Sunshine Coast company SCV Group Limited already serves frozen meals to residents of its 16 SunnyCove retirement villages but will extend the frozen food catering to another 90 Village Life retirement villages when it takes over management this month and next month.
Frozen meals based on a monthly repeating menu will be delivered by contractors to each of the rental retirement villages, where the food will be reconstituted on site using steam ovens to cater for more than 5000 elderly residents.
Some components of the meals, such as salads, will be prepared on site.
A Village Life site manager, who did not want to be named for fear of retribution, said she and her husband wanted to continue cooking fresh meals for residents but under the new regime it would not be allowed.

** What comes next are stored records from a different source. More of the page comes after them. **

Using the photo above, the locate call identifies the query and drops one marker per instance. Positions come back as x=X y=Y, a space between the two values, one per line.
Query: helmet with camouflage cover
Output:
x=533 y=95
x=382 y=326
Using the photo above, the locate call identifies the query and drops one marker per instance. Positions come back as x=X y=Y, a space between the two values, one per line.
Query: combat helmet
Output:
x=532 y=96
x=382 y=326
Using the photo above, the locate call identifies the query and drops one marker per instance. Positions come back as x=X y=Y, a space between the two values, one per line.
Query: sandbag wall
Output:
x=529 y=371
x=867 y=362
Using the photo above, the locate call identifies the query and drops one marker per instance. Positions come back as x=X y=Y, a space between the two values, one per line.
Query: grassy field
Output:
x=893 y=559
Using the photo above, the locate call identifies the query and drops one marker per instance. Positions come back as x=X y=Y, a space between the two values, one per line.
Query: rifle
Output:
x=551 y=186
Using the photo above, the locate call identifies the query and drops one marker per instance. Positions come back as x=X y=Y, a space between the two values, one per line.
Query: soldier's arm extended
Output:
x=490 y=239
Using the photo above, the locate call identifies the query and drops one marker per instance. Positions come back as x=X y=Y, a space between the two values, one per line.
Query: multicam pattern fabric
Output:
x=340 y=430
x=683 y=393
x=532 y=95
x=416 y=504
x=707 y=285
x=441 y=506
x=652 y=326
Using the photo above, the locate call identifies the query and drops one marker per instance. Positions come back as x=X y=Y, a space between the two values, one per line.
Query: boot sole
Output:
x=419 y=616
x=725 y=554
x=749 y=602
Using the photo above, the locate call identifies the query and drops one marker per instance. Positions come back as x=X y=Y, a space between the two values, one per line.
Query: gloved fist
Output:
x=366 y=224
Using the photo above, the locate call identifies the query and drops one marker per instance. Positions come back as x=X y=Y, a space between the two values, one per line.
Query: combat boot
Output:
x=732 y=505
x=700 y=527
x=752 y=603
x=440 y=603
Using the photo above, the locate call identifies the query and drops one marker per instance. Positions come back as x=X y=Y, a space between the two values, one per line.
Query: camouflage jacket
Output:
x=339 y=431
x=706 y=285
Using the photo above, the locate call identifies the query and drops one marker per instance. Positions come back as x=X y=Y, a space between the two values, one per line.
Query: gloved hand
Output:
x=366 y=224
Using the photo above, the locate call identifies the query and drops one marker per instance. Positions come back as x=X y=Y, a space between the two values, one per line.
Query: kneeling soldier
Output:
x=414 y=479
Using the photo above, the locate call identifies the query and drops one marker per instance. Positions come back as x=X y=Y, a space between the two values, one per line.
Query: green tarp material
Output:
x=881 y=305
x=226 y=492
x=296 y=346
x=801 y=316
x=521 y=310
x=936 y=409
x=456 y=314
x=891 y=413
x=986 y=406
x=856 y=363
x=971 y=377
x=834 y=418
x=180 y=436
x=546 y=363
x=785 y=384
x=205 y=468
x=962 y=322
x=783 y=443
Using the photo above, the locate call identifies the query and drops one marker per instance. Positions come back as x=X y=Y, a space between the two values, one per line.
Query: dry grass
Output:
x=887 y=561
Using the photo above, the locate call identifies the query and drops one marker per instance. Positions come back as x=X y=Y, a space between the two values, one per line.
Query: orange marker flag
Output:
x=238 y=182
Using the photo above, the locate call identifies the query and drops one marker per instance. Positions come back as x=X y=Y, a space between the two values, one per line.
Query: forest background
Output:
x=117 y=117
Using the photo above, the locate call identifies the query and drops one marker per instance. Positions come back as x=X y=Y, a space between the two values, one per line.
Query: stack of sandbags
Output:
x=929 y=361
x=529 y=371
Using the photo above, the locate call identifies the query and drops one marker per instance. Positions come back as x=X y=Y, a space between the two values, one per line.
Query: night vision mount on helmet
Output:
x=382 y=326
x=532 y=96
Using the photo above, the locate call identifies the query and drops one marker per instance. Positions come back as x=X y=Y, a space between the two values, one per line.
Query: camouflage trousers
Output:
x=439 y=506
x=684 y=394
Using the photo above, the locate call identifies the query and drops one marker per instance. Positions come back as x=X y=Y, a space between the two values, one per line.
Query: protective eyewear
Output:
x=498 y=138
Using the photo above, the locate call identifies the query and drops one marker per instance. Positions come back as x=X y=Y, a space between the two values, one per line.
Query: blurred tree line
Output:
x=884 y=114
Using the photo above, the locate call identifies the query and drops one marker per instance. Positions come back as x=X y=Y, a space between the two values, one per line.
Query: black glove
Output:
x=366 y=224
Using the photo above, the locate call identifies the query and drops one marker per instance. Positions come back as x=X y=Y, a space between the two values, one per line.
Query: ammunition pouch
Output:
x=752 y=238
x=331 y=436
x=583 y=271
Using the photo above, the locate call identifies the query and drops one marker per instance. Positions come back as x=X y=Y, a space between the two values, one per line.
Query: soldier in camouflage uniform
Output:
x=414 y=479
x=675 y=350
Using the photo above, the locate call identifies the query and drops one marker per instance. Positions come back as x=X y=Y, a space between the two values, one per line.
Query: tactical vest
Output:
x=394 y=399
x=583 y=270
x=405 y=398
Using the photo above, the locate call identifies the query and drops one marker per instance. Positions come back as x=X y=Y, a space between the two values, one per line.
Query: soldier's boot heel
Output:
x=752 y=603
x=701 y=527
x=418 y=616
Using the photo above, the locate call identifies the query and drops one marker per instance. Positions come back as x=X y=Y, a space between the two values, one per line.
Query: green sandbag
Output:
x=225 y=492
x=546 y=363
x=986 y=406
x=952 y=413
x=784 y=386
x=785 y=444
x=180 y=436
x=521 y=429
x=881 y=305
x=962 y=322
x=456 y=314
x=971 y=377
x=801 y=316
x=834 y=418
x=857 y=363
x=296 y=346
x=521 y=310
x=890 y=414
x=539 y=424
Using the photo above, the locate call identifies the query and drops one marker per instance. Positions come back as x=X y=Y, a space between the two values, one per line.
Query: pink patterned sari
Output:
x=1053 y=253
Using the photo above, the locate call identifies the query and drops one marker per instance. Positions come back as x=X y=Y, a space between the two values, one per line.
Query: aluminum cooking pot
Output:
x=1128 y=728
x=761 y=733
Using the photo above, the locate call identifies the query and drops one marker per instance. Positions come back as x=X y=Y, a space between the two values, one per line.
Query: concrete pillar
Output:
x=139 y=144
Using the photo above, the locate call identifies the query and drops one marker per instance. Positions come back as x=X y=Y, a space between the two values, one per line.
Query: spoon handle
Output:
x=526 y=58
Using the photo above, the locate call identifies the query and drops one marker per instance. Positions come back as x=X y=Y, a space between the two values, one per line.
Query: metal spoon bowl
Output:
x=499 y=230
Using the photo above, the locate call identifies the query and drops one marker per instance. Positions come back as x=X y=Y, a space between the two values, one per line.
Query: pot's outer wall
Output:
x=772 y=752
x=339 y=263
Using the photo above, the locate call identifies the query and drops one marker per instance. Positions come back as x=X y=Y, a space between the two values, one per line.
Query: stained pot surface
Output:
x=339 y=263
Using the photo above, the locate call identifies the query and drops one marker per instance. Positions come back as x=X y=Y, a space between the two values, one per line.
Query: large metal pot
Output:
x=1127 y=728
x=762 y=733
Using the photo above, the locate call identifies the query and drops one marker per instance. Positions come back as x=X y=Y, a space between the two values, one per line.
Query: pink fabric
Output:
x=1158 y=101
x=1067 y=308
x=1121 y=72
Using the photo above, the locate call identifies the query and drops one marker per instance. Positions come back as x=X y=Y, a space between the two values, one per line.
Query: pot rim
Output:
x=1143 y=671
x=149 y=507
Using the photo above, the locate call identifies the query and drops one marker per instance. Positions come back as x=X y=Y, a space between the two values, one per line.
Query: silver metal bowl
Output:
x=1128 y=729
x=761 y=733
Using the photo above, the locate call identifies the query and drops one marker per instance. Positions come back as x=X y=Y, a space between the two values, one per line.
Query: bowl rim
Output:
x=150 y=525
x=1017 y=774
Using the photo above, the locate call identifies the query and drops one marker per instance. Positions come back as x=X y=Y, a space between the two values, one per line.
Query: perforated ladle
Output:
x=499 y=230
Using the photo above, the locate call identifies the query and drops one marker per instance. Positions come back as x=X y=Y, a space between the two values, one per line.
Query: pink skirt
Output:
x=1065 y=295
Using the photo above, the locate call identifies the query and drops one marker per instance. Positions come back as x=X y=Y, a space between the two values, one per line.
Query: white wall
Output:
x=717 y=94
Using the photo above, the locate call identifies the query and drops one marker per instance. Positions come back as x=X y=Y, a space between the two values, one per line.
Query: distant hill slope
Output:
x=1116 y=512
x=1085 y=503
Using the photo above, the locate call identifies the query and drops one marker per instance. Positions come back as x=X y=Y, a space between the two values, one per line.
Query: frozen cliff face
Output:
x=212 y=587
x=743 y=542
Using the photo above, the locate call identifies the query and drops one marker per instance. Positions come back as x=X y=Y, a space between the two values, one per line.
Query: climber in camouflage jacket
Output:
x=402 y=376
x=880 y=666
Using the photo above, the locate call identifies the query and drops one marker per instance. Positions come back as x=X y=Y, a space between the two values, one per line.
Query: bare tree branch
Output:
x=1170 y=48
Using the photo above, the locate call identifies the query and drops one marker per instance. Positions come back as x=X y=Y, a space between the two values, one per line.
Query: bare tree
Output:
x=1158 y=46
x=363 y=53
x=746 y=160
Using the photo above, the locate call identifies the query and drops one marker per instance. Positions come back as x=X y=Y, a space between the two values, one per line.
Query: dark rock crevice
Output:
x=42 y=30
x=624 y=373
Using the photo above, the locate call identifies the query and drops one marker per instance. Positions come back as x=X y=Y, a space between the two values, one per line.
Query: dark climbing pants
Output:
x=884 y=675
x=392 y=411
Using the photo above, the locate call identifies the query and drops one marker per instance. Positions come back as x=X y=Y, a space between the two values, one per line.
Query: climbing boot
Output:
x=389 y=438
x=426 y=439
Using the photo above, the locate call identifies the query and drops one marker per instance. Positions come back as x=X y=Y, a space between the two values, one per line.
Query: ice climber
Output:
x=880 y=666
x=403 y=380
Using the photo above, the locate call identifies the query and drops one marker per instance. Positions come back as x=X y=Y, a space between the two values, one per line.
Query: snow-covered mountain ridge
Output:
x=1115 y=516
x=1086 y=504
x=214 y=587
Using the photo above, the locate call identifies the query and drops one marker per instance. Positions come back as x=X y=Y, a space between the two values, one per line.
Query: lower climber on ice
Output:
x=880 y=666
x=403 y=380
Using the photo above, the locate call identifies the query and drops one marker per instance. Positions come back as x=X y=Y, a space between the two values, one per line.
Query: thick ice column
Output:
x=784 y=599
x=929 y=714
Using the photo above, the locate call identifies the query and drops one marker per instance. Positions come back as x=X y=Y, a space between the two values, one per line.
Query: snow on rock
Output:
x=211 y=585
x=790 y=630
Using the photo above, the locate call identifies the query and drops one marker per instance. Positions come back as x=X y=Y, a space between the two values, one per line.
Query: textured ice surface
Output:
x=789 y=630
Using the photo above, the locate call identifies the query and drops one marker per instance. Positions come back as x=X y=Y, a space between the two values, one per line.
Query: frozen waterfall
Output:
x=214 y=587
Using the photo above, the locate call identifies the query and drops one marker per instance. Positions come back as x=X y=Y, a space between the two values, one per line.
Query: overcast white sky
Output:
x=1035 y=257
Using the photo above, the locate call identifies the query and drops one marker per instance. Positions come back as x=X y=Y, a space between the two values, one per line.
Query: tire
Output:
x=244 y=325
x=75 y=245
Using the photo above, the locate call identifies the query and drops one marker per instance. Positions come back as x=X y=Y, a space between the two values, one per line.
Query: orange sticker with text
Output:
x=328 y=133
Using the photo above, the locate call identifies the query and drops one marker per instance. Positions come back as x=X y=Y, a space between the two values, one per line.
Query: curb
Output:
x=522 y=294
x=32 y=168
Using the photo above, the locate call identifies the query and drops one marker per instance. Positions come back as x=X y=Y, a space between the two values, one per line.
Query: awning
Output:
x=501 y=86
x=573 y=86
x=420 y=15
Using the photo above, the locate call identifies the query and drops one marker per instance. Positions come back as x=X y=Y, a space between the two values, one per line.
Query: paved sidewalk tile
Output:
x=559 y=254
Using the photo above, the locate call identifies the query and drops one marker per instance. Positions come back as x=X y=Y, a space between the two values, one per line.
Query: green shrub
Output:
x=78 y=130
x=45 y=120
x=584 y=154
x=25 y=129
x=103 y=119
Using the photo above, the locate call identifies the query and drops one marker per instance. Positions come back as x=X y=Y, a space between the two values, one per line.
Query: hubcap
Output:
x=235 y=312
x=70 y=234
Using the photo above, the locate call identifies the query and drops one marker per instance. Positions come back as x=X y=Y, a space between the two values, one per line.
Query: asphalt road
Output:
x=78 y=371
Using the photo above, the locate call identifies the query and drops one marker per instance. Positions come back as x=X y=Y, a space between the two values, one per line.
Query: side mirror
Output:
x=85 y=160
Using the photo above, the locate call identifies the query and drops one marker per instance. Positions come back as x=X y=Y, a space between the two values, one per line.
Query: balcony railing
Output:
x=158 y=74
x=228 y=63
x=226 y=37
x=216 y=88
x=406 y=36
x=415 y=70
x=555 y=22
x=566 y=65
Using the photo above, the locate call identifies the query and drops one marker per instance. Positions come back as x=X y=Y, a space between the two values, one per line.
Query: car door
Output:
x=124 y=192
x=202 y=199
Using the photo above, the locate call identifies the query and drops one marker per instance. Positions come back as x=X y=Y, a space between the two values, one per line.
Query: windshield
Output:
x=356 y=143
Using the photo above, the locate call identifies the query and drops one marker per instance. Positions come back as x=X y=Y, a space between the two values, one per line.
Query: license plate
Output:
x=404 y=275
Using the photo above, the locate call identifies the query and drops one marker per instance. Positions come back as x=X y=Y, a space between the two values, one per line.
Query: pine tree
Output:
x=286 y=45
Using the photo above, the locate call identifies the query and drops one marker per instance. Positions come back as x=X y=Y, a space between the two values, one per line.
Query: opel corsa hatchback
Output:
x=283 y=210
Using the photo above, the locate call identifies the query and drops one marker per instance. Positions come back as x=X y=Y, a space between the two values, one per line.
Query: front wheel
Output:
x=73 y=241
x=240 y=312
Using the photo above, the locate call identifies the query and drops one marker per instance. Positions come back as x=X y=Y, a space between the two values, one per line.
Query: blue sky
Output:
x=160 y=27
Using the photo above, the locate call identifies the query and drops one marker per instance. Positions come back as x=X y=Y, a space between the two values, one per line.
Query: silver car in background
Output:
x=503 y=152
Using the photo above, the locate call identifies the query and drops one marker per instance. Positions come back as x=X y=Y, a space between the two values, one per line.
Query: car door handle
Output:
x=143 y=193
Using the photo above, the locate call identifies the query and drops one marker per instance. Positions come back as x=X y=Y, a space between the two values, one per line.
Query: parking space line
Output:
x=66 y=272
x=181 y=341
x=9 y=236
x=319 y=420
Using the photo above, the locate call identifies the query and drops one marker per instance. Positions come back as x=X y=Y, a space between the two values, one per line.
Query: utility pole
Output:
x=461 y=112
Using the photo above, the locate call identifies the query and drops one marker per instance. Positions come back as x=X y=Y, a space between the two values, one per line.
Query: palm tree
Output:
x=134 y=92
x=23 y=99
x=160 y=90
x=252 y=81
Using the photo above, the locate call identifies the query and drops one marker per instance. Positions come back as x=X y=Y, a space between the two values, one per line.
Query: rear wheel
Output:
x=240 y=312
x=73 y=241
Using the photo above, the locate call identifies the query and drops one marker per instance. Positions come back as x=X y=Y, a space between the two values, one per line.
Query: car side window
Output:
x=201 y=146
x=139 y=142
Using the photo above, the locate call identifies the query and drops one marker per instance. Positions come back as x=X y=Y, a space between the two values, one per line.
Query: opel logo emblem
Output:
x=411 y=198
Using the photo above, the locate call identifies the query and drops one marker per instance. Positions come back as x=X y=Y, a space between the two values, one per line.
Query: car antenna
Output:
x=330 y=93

"Managers are walking out," she said yesterday.
"We don't want to leave.
"We love the cooking and were extremely unhappy with what we've been told.
"We were told the food was being brought in because if anybody got food poisoning it would come back on SCV.
"I know residents who left SunnyCove to come to Village Life because of the food and now frozen meals are coming here the residents have handed in their notice to leave."
A spokesman for SCV Group said the cook-freeze method of food preparation being introduced was the same technique used in large hotel chains.
But he said the proposed introduction of frozen food had created anger amongst retirement village residents and managers, who had phoned the company making complaints.
SCV communications manager Ian Minett said cook-freeze meals would be introduced over time into the Village Life sites and only one site would be converting to the new method as soon as it came under new management.
"We have a 97 per cent satisfaction rate on the food in our existing retirement villages and if the food was a problem the resident turnover rate would not be as low as 8 per cent," Mr Minett said.